Greenhouse gas emissions from membrane bioreactors: analysis of a two-year survey on MBRs
- Authors: Mannina, G.; Capodici, M.; Cosenza, A.; Di Trapani, D.
- Publication year: 2017
- Type: Proceedings (TIPOLOGIA NON ATTIVA)
- Key words: Wastewater treatment; global warming; MBR; nitrous oxide emission
- OA Link: http://hdl.handle.net/10447/247953
The study aims at evaluating the nitrous oxide (N2O) emission from membrane bioreactors (MBRs) for wastewater treatment. With this regards two-years of experimental activities were performed. More specifically, the study investigates the N2O emissions considering multiple influential factors: i. configurations (i.e., sequential batch- SB-MBR; pre-denitrification - DN-MBR; University Cape Town, UCT-MBR and UCT moving bed biofilm reactor, UCT-MB-MBR); ii. wastewater composition (municipal or industrial); iii.
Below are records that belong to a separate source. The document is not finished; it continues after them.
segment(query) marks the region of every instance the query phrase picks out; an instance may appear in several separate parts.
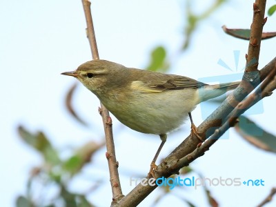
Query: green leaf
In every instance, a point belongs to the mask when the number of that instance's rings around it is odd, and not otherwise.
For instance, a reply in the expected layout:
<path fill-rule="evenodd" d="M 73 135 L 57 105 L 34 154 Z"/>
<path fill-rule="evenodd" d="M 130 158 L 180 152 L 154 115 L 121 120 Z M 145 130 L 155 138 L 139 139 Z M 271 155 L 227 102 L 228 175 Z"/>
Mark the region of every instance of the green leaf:
<path fill-rule="evenodd" d="M 249 40 L 250 34 L 250 30 L 248 29 L 229 29 L 227 28 L 226 26 L 222 26 L 222 29 L 224 31 L 233 37 L 241 39 Z M 262 39 L 266 39 L 269 38 L 272 38 L 276 36 L 276 32 L 263 32 L 262 34 Z"/>
<path fill-rule="evenodd" d="M 268 11 L 268 16 L 271 16 L 272 14 L 273 14 L 273 13 L 276 11 L 276 5 L 273 5 L 273 6 L 271 6 Z"/>
<path fill-rule="evenodd" d="M 68 191 L 64 186 L 61 187 L 61 197 L 63 199 L 66 206 L 78 207 L 76 201 L 77 195 Z"/>
<path fill-rule="evenodd" d="M 241 116 L 235 125 L 237 132 L 244 139 L 262 150 L 276 152 L 276 137 L 257 126 L 249 119 Z"/>
<path fill-rule="evenodd" d="M 146 70 L 151 71 L 166 71 L 168 68 L 166 63 L 166 52 L 162 46 L 158 46 L 151 52 L 151 59 Z"/>
<path fill-rule="evenodd" d="M 17 207 L 32 207 L 32 204 L 25 197 L 19 196 L 17 199 Z"/>
<path fill-rule="evenodd" d="M 32 134 L 23 126 L 18 127 L 18 132 L 23 140 L 42 154 L 46 162 L 56 165 L 60 162 L 57 152 L 42 132 Z"/>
Plant operational conditions (i.e., sludge retention time, SRT, carbon-to-nitrogen ratio, C/N, hydraulic retention time, HRT); iv. and membrane modules. Among the overall analysed configurations the highest N2O emission occurred from the aerated reactors. The treatment of industrial wastewater, contaminated with salt and hydrocarbons, provided the highest N2O emission factor (EF): 16% of the influent nitrogen for the DN-MBR plant. The lowest N2O EF (0.5% of the influent nitrogen) was obtained in the UCT-MB-MBR plant likely due to an improvement in biological performances exerted by the co-presence of both suspended and attached biomass. The C/N ratio has been identified as a key factor affecting the N2O production. Indeed, in the UCT-MBR and UCT-MB-MBR configurations the decrease of the C/N ratio (from 10 to 2) promoted the increase of N2O emissions in both gaseous and dissolved phases, mainly due to a decreased nitrification/denitrification.